Por sua vez, o recurso à teleconsulta foi “relevante para conter a redução da atividade presencial” nos cuidados de saúde primários (aumento de 83% das consultas não presenciais ou inespecíficas, passando a representar 65% do total), “embora nos cuidados de saúde hospitalares a realização deste tipo de consultas se tenha mantido residual”, de acordo com os dados apresentados.

A retoma da atividade não urgente no SNS foi enquadrada por despacho da ministra da Saúde, Marta Temido (02 de maio), que determinou medidas “potencialmente promotoras de uma mais eficaz e eficiente alocação dos recursos, ainda que existam riscos quanto à sua concretização”, concluíram os relatores. Em junho, os resultados da retoma da atividade “não se revelaram uniformes”, indicaram os responsáveis do TdC por este trabalho.

“Verificou-se uma recuperação parcial dos níveis de produção de consultas e cirurgias programadas em algumas unidades hospitalares, mas, na generalidade das unidades, a produção manteve-se inferior à realizada em 2019“, escreveram os autores do documento.

Agora, “o desafio sobre a alocação adequada dos recursos e a regulação dos níveis de serviço disponibilizados, na medida do necessário, mantém-se no presente e no futuro próximo, tendo em conta a necessidade de recuperação da atividade programada não realizada e a resposta do Serviço Nacional de Saúde à segunda fase de maior incidência da pandemia”.

As novas inscrições de utentes para consulta externa hospitalar (referenciadas pelos cuidados de saúde primários) e para cirurgia “reduziram-se acentuadamente”. “Até maio, foram feitos apenas 67% dos pedidos de consulta e realizadas 42% das inscrições para cirurgia ocorridas no período homólogo de 2019″, notou o TdC. No entanto, as medianas dos tempos de espera dos utentes em lista agravaram-se entre 31/12/2019 e 31/05/2020: nas consultas externas, de 100 para 171 dias, com cerca de 69% dos inscritos em 31/05/2020 a aguardar além dos Tempos Máximos de Resposta Garantidos (TMRG). Nos inscritos para cirurgia, a variação foi de 106 para 147 dias, com cerca de 43% dos inscritos em 31/05/2020 a ultrapassar os TMRG.

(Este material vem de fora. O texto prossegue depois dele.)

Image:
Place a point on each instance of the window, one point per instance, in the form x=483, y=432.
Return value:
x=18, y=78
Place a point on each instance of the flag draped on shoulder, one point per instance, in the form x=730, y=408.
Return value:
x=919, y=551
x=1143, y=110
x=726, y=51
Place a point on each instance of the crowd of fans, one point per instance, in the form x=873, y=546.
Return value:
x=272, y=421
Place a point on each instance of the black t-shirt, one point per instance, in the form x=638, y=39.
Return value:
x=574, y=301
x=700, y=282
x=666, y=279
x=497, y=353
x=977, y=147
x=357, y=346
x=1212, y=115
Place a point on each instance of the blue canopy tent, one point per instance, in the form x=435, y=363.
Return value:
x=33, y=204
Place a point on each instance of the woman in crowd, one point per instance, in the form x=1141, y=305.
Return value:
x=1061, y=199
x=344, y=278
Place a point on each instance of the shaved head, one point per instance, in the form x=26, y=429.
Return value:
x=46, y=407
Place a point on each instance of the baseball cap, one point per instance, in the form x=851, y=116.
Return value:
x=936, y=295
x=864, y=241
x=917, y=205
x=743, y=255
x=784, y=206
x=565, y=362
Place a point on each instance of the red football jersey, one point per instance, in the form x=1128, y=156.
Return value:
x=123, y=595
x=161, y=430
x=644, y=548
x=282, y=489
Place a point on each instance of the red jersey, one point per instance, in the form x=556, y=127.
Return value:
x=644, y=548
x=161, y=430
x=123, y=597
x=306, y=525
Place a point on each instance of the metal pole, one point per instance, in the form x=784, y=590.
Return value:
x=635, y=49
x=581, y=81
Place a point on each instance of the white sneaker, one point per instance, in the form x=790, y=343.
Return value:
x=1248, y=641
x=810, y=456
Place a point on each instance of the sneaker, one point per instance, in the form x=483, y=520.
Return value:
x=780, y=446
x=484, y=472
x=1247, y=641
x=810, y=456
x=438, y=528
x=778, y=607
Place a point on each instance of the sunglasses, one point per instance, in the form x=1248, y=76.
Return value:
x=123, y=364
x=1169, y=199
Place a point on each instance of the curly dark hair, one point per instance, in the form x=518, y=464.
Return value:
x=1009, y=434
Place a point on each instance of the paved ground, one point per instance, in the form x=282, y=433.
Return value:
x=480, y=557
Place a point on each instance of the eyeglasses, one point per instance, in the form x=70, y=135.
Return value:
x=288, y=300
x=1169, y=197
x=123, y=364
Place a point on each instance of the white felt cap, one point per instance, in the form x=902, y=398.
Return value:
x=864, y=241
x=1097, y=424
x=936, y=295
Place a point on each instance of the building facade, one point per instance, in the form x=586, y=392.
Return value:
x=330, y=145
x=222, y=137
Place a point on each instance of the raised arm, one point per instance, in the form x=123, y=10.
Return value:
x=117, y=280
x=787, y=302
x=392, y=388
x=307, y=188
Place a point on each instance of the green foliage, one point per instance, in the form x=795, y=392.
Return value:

“Verificou-se alguma deterioração do cumprimento do TMRG nas cirurgias realizadas em maio de 2020, ainda que se mantivesse relativamente próximo dos valores registados em anos anteriores”, revelou a ação de controlo. Nas cirurgias mais urgentes (prioridades 3 e 4, doença oncológica e não oncológica), o cumprimento dos TMRG melhorou, “reflexo do foco da atividade nestes doentes, face aos menos urgentes”.